The two guys kept talking aggressively amongst themselves; the young woman shook her face and fixed her gaze out of the window. Then an anorectic-looking lady entered with a broad smile on her face and said she wanted to share the gospel with us. For some reason the only formulation from her sermon that stuck with me was the phrase “The Lord will carry you by his hand”. It seemed such a bizarre yet perfect mix between a circus weight-lifter showing off – lifting someone with one arm and parading them about – and the sheepish hope that indeed, someone would always hold me by the hand. Maybe these days, even to survive a subway-ride, you need a shepherd-turned super-hero to carry you above the crowd.
The young woman and me got off at the same station (5th/9th). One of the guys also stood up, leaned out of the door and stared after her. With my rain-jacket’s hood pulled over and my back toward him, I started walking like I do when scared in dark parks: broad legs, swinging shoulders. As if that man who’d just seen me sit there awkwardly with my shiny necklace would now be tricked into thinking a 1,80m tall guy had come between him and his target.

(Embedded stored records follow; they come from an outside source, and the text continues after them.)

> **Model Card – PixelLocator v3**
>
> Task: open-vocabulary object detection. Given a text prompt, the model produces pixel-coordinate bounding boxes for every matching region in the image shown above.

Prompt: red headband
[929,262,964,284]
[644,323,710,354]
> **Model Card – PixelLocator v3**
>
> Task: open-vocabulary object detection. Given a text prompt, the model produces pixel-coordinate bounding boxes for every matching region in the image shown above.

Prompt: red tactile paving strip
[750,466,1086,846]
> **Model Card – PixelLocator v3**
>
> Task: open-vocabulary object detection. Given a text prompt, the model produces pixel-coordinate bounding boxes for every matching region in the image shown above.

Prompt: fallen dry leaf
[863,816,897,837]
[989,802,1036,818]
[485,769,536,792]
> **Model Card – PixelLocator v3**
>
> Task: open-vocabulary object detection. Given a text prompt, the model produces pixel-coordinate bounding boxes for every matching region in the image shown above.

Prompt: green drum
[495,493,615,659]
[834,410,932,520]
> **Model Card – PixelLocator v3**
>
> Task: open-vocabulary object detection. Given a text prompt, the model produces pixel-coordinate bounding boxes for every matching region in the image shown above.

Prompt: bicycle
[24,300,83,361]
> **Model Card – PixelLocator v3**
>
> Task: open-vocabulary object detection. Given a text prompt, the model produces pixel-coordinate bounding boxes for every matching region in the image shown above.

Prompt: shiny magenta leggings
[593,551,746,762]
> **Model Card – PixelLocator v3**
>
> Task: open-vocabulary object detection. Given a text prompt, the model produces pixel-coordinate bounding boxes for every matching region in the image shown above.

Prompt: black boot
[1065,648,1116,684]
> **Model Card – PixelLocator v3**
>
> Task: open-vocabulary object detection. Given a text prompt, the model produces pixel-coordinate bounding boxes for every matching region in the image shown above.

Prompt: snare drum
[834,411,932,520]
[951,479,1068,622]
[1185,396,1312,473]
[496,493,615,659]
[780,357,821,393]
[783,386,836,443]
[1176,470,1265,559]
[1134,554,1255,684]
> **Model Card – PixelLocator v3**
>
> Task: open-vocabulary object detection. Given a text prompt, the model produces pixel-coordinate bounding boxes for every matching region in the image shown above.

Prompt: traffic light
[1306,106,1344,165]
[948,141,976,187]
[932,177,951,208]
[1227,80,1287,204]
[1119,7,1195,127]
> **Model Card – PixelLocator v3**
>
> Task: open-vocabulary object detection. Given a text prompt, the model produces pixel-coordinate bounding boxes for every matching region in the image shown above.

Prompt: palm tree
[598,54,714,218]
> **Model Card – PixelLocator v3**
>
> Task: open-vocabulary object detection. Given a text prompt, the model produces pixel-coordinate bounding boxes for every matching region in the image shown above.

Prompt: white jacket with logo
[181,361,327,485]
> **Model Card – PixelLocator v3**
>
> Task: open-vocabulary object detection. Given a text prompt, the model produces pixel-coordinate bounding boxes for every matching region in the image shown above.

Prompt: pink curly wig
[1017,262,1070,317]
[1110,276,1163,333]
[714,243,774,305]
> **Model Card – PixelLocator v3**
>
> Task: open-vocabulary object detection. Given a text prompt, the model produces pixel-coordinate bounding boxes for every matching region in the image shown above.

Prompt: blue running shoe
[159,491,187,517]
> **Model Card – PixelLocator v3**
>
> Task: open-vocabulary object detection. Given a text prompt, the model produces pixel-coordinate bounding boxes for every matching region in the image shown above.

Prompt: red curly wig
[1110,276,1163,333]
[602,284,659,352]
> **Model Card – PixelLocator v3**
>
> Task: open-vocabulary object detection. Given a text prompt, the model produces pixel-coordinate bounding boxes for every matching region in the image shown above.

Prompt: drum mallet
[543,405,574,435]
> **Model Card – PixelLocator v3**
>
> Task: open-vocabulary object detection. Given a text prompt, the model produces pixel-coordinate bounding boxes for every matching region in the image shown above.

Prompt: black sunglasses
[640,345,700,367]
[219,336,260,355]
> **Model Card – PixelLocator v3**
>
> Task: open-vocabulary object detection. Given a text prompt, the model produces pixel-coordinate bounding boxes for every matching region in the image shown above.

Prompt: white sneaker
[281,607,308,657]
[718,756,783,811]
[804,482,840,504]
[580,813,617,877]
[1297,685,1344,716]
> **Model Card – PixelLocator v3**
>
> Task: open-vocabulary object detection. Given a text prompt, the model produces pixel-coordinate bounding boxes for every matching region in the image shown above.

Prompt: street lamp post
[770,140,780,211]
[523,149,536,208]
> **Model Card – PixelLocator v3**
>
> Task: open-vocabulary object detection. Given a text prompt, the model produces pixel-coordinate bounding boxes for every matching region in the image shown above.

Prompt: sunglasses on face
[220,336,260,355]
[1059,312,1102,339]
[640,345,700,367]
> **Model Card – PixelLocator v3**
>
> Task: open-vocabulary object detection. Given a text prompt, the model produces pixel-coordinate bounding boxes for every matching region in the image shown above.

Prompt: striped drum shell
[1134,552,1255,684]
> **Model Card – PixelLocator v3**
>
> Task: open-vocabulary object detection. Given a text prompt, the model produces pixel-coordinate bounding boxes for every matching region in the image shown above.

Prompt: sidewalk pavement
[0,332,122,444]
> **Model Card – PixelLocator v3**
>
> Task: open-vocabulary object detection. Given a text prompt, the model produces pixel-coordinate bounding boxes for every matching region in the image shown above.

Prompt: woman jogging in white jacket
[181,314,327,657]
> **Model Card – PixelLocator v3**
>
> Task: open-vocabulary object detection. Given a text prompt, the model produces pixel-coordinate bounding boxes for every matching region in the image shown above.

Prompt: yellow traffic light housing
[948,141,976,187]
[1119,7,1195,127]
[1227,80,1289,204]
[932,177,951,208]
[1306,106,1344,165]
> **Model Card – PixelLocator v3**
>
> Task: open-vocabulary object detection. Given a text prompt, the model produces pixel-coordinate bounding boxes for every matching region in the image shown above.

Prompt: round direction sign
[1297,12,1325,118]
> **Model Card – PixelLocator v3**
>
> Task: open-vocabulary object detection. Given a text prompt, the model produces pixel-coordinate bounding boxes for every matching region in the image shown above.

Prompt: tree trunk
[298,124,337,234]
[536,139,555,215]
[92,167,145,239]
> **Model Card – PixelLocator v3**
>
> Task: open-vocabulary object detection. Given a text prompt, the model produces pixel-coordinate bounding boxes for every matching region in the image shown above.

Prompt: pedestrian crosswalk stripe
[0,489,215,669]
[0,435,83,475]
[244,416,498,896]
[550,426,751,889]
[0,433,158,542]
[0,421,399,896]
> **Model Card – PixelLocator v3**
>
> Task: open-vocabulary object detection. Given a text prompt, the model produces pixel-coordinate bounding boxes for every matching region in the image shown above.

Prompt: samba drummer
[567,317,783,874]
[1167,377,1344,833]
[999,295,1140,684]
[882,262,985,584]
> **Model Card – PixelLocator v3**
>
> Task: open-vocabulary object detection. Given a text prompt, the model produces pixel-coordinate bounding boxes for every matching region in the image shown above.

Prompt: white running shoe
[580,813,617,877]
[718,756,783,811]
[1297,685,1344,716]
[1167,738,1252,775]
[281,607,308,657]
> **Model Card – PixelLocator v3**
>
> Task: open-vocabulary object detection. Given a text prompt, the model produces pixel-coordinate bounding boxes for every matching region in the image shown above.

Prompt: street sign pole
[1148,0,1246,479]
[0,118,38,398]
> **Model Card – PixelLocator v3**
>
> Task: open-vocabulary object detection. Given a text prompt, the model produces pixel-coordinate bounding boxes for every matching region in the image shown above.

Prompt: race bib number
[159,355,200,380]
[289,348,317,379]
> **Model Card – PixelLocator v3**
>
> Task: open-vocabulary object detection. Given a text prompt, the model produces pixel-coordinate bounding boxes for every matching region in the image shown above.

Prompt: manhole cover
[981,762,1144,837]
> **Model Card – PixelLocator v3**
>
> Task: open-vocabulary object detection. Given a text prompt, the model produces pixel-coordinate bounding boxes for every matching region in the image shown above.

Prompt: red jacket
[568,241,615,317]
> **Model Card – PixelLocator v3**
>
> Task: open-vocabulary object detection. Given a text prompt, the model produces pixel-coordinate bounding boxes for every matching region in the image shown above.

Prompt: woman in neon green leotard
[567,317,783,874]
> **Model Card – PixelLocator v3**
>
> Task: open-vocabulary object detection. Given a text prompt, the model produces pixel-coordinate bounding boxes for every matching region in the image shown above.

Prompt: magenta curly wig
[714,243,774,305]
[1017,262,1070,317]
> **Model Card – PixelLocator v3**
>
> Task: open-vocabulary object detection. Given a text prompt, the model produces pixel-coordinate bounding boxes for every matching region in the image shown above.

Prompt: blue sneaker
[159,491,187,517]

In the passageway, the woman suddenly leaned her head against the subway map and started crying desperately. I asked if I could help, and she said no. Too right. I hadn’t.
Stomping through the rain to find the right café I fell into a familiar anti-New-York-rage. Why is everything broken? Why is everything ground down, sucked up, beaten; why is there no corner left treated other than as a resource to be exploited? Give me your flesh, give me your soul. Those worn-out men with thick accents and thick upper arms who tried to extract some gains from that young woman’s presence were probably just as depleted as me with my lack of courage and as all the million-dollar real estate assets around. Regarded as houses, those are all of them in utter disrepair.
I mean, people used to make it an allegory of the sadness of socialism that houses in the GDR and Poland were all gray. But those houses were gray because their owners actually bothered to carefully put concrete plaster up the walls to protect the bricks from the rain. Whereas here, even the facades done up for new boutiques are treated destructively: colourful rubber paint stuck over wet brick below leaking gutters. Finally, how is it possible that a Western metropolis doesn’t have the engineering skills to put cement tiles at a 4% angle so that even on rainy days, you actually walk on a pavement and not, like Jesus, on water?
Jay and Shirley had a good laugh when I reached that point of my rant. And then we started to talk politics properly.